Déjà cette lettre suffisait à écraser tous les espoirs d'Eugenia. Madame de Grassen, brûlante de soif de vengeance, a ravivé le feu: Eugenia a appris d'elle que son cousin était depuis longtemps à Paris, mais encore loin du mariage - le marquis d'Aubrion ne renoncerait jamais à sa fille pour le fils d'un débiteur insolvable, et Charles était si stupide qu'il ne voulait pas partie avec trois mille francs, ce qui satisferait complètement les créanciers restants. Dans la soirée du même jour, Eugene a accepté d'épouser le président Kryusho et lui a demandé de partir pour Paris immédiatement - elle voulait rembourser toutes les dettes de son oncle ainsi que les intérêts et a alloué deux millions à ces fins. Ayant remis l'acte de satisfaire les créances financières à Charles, le président ne s'est pas refusé le plaisir de cliquer sur le nez d'un homme stupide et ambitieux: il a dit qu'il épouserait Mademoiselle Grande, la propriétaire de dix-sept millions.

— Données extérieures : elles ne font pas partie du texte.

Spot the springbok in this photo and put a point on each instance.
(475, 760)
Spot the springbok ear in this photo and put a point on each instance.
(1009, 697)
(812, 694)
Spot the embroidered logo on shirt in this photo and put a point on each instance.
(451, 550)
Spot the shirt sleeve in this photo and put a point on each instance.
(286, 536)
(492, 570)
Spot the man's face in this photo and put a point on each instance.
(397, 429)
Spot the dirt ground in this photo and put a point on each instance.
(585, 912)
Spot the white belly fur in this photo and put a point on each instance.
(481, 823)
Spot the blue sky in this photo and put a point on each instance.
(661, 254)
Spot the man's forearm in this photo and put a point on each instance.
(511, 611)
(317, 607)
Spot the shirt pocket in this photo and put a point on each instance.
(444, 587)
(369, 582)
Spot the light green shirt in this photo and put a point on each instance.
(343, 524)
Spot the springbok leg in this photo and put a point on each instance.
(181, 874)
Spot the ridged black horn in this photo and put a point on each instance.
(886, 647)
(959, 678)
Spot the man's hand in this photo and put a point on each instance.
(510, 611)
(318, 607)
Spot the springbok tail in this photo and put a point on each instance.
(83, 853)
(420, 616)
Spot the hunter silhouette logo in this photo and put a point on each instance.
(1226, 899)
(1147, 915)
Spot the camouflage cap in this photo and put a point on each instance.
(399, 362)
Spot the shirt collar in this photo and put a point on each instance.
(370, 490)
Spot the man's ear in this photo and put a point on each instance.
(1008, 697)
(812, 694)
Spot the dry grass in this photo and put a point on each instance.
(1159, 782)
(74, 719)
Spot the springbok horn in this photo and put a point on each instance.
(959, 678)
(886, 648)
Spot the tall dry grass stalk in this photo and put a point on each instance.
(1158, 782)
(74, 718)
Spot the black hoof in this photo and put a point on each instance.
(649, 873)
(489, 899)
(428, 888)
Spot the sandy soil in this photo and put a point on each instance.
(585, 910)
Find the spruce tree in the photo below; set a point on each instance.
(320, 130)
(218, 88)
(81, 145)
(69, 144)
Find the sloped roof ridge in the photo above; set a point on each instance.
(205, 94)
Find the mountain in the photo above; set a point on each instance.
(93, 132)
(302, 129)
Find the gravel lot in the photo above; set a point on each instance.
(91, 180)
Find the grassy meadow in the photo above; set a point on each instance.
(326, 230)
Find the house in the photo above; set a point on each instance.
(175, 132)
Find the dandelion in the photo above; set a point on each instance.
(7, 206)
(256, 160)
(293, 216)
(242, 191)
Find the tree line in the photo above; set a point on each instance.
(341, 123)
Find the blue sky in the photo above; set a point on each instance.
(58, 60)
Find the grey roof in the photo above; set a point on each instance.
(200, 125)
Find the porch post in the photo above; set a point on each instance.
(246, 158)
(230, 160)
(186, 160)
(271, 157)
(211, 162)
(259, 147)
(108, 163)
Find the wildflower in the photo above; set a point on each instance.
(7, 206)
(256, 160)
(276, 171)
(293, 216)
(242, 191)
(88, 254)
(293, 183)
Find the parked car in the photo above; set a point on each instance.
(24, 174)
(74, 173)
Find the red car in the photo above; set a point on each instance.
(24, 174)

Conscient des conditions du contrat de mariage, M. Krusho a toujours montré le plus grand respect à sa femme, bien qu'il lui souhaite chaleureusement la mort. Mais le Dieu qui voit tout s'est vite rangé - Eugène était veuf à trente-six ans. Malgré ses énormes richesses, elle vit selon la routine instituée par son père, bien que, contrairement à lui, elle sacrifie généreusement pour des œuvres caritatives. À Saumur, ils parlent de son nouveau mariage - la riche veuve courtise le marquis de Fruafon de toutes les manières possibles.